1.2 Sourcing and Modifying the Optical Module

  1. Search for "AR glasses optical engine" or "prism OLED" on second-hand marketplaces to purchase a used module
  2. Remove the original LCOS (no open-source driver available), keeping the lens and semi-transparent reflective coating
  3. Ensure the internal space of the module can accommodate the ECX335AF screen

1.3 Screen Installation

  1. Install the ECX335AF OLED screen into the lower part of the optical module, strictly aligning it with the lens imaging center
  2. Install the ECX335 driver board in the upper compartment
  3. Connect the FPC cable (handle with care to avoid excessive bending)
  4. Fix with AB glue, ensuring precise screen-to-lens distance (affects focus)
Warning: The FPC cable bend radius must not be less than 5mm, otherwise signal lines may break, causing display anomalies.

1.4 Expected Display Performance

  1. Resolution: 1920×1080
  2. In-eye brightness: ~300 nit
  3. FOV: ~30°-40°
  4. Weight: Optical module ~40g, total target <100g


ESP-Claw Board Preparation & Firmware Flashing

2.1 ESP-Claw Core Features

ESP-Claw is the key to this project.

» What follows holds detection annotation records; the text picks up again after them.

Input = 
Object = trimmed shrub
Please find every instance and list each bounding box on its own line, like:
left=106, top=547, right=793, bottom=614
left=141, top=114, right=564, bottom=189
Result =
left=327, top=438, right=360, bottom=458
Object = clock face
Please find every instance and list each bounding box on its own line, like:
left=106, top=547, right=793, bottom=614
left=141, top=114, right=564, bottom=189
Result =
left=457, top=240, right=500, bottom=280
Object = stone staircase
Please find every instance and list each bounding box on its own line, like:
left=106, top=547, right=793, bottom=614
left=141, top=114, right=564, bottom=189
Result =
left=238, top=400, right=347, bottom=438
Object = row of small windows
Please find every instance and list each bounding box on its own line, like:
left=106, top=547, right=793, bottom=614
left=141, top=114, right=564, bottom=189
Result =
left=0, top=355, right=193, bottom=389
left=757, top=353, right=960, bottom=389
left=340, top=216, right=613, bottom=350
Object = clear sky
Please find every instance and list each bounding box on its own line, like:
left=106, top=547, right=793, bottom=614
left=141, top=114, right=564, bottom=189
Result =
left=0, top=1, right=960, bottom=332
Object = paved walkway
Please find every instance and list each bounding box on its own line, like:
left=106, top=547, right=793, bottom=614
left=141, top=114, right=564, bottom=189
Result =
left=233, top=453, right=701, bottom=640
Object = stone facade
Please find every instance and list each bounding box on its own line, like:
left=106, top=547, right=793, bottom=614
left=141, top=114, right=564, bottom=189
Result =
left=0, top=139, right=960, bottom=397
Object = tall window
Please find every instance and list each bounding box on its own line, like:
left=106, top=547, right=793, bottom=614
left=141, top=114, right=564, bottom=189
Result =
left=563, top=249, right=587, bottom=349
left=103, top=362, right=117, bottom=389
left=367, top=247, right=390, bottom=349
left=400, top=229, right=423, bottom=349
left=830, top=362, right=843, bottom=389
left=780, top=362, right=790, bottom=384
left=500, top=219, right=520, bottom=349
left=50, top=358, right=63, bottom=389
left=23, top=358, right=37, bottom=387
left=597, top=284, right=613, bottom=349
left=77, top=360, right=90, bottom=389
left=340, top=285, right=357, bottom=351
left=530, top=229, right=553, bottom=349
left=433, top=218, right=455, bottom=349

Its core advantages include:

  1. Dual-core processor + image processing accelerator — Supports local AI inference
  2. MIPI/DVP camera interface — Directly connects to camera modules
  3. WiFi 6 + BLE 5.3 — Seamless access to cloud large models
  4. LCD/MIPI display interface — Can drive display panels
  5. Low-power design — Suitable for battery-powered applications
  6. Mature ESP ecosystem — Arduino/ESP-IDF development with abundant resources

2.2 Development Environment Setup

Arduino IDE Method (Recommended for Beginners):

  1. Install Arduino IDE 2.0+
  2. Add ESP32 board URL: https://espressif.github.io/arduino-esp32/package_esp32_dev_index.json
  3. Search and install "ESP32" support package in the Board Manager
  4. Select the correct board model and port

ESP-IDF Method (Recommended for Advanced Users):

git clone https://github.com/espressif/esp-idf.git
cd esp-idf
./install.sh esp32s3
. ./export.sh

2.3 Firmware Flashing

  1. Connect the ESP-Claw dev board to your computer (USB-UART)
  2. Open a sample program to verify camera and display functions
  3. Compile and upload
// ESP-Claw key configuration example
#define CAMERA_MODEL_ESP_CLAW
#define PWDN_GPIO_NUM -1
#define RESET_GPIO_NUM -1
#define XCLK_GPIO_NUM 15
#define SIOD_GPIO_NUM 4 // SDA
#define SIOC_GPIO_NUM 5 // SCL
// ... configure pins according to specific board model
  1. Open the Serial Monitor and confirm successful initialization
Tip: First-time flashing may require holding the BOOT button while pressing RESET to enter download mode. Some boards have integrated auto-download circuits and do not require manual operation.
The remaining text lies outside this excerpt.